Many of the mermaids purchase their tails but create their own shell bikini tops for a more hands-on approach. Crafting is a big part of the mermaid lifestyle and allows merfolk bonding time with one another.
The process of making a top begins by applying a thick acrylic paint to the lion's-paw shells. Next, iridescent faux gemstones are affixed with an adhesive. In the final stages, a waterproof sealant is applied and then a decorative strap using fishnets, imitation pearls or flowers to keep the top in place.
Sinead Atkinson, 26, of Hauppauge, is a substitute teacher and a member of the Long Island pod. Her elaborate, 26-pound tail is a silicone and neoprene hybrid with iridescent, multicolored resin scales that she bought used for $950 (it would have cost $1,500 if purchased new).
Like many of her fellow mermaids, Atkinson, she was a student at SUNY New Paltz when she discovered a video of someone making a mermaid tail out of spandex _ has a background in theater and costume design.
"I've always had a childhood connection with mermaids and water," said Atkinson, whose alter ego is Mermaid Mist and whose younger sister, Mairead (aka Mermaid Caylis), 23, is also a member of the pod. "This is my way of reconnecting with that."
For Hannah Palmer, 31, who last year moved from Aurora, Colorado, to Hicksville, with a stop in Florida, camaraderie and her new pod family are everything.

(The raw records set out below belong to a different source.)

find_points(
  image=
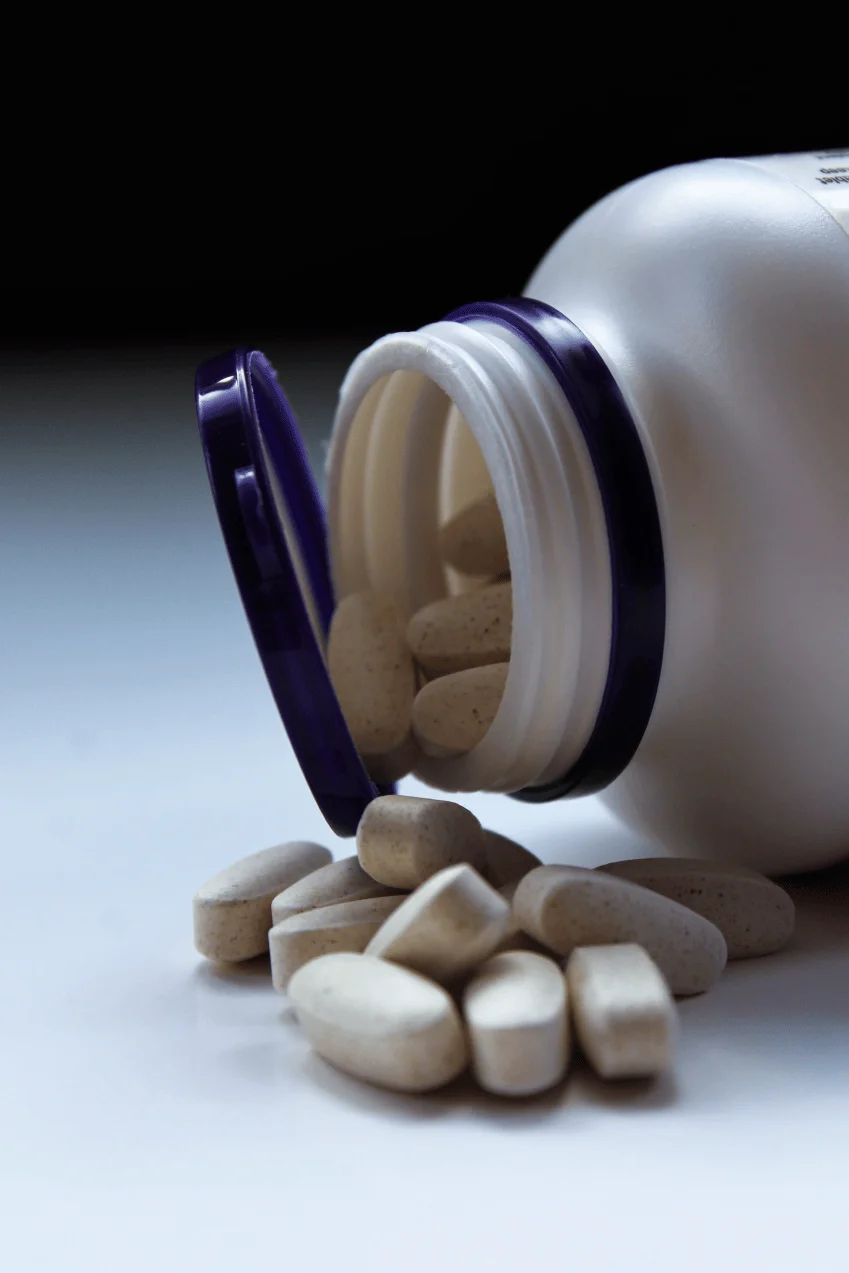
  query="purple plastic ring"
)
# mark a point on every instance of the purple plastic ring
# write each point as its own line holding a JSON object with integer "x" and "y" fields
{"x": 634, "y": 539}
{"x": 269, "y": 509}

She said she applied dozens of times to be a princess at Disney World in Orlando, Florida, before she "finned-up" last year for her first mermaid swim at a birthday party for a 1-year-old.
"I got in the water and was like, 'Oh, this is where I have always been meant to be,' " said Palmer, who is known as Mermaid Meara.
Members of the pod said relatives, friends and co-workers have been supportive of their mermaid personas.
"I've always been a creative person, being into theater and costuming and mermaid lore as a kid, so when I took that first leap, people were very happy for me," Atkinson said. "There is still an element of surprise when I tell people what I do. The reaction is usually somewhere along the lines of, 'You do what, and get paid for it?' But a lot of people think it's cool."